The Number π

The number π (symbolized internationally by the Greek letter π) is a mathematical constant defined as the ratio of the circumference to the diameter of a circle, and is equal to 3.14159265 to eight decimal places. It has been expressed with the Greek letter π since the middle of the 18th century. π is an irrational number, meaning that it cannot be expressed exactly as a ratio of two integers (such as 22/7 or other fractions commonly used to approximate π). Therefore, the decimal representation never ends and never settles in a permanent and recurring pattern. π is a transcendental number – that is, it is not a root of a non-zero polynomial with exponential coefficients.

World π Day Celebration

World π Day is not exclusively for mathematicians and is celebrated every year on March 14th because of some numerical coincidences that occur on that day. In America, for example, 14/3 is written as 3-14, which is the value of the constant (π = 3.14).

The celebration of “p” day was established in 1988 by Larry Shaw in San Francisco. It is celebrated with the consumption of round pies because in English, the Greek letter π resembles the English word “pie” which is pronounced as “pie”.

The Story of π

When the ancient Babylonians began to build the city - says the legend - they were particularly concerned with geometry. Already from the 20th century BCE, they found that when the circumference of any circle is divided by its diameter, the result is always about three. They even calculated the value of this ratio at 25/8, which is only 0.5% of its true value. Much less accurate is the other of the most ancient values of π, which we find in the Bible (1 Kings, 7, 23), according to which the circular lake of Solomon’s house had a diameter of ten cubits and a circumference of thirty cubits, placing the value exactly at three.

One of the oldest and most accurate values is that of the Egyptian scribe Ahmes. He recorded it in a papyrus of the Middle Kingdom, around 1650 BCE, essentially copying an even more ancient papyrus. Ahmes described π as the result of dividing 256 by 81, i.e., 3.160.

But the one who is considered to have been the first to approach the calculation of π on a more theoretical basis was Archimedes, which is why π is also known as Archimedes’ constant. Chinese, Indian, and Persian sages all tried to calculate this constant. However, the name we know it by today was given to it in 1706, when the Welsh mathematician William Jones proposed that Archimedes’ constant be named after the Greek letter π, from the word “perimeter”.

However, the great difficulties with π had not yet begun. In 1761, Johann Lambert proved that π is an irrational number. In simple terms, this means that it cannot be expressed as a fraction of two whole numbers. In school, children learn that π is approximately 22/7, but this value is again approximate because π is beyond mathematical logic.

The second major breakthrough came in 1882, when Ferdinand von Lindemann proved that π had another unusual property: it was a transcendental number. In mathematical terms, this means that it is not the root of any algebraic equation with exponential coefficients.

In non-mathematical terms, this means that π is the proof of the old adage that one cannot square the circle. That is, one cannot, using only a ruler and a compass, make a square that has exactly the same area as a given circle.

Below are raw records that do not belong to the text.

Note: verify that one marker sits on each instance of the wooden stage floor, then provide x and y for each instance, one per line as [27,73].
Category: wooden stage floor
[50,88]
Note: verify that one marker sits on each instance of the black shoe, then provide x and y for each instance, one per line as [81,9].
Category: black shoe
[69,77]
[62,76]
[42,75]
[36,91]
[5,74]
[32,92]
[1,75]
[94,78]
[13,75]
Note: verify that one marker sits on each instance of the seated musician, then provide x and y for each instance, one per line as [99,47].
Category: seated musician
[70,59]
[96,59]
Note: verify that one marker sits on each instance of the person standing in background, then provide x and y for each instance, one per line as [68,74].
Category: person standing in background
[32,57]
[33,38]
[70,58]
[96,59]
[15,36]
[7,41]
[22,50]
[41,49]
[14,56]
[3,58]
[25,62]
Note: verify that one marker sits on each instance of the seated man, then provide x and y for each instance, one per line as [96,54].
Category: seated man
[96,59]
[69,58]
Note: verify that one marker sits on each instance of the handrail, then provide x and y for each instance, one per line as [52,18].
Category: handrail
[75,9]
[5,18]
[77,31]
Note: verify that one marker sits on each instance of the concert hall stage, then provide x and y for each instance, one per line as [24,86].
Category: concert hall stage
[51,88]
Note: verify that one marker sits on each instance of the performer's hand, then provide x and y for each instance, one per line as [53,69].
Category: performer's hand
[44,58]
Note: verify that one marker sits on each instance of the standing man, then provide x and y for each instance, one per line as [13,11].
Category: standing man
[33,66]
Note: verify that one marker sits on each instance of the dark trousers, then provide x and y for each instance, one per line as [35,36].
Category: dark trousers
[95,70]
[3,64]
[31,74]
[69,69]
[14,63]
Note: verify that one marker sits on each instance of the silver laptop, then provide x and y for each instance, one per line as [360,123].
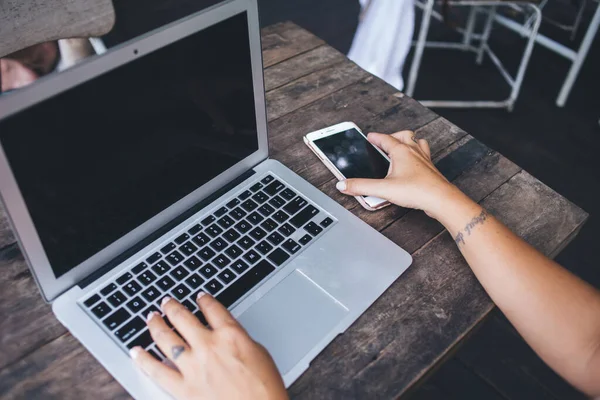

But the elegance of the nature of π is summed up in the many efforts that have been and continue to be made to complete its numbers. The persistent search may have begun with the German mathematician Ludolph van Ceulen, who around 1600 calculated the first 35 decimal places of π. He was so proud of this work, to which he devoted much of his life, that he requested that the 35 digits be inscribed on his tombstone. Equally persistent, William Shanks, for his part, spent 20 years calculating, advancing π to 707 decimal places. Unfortunately, his achievement suffered a huge blow when the first digital computers discovered that he had made a mistake in the 528th decimal place, rendering all subsequent ones useless.

The expansion of π to infinity has also repeatedly attracted the interest of science fiction writers. The great American astronomer Carl Sagan, in his book “Contact,” hid the signature of the aliens in the supposedly random digits of π, which in fact do not follow any particular order.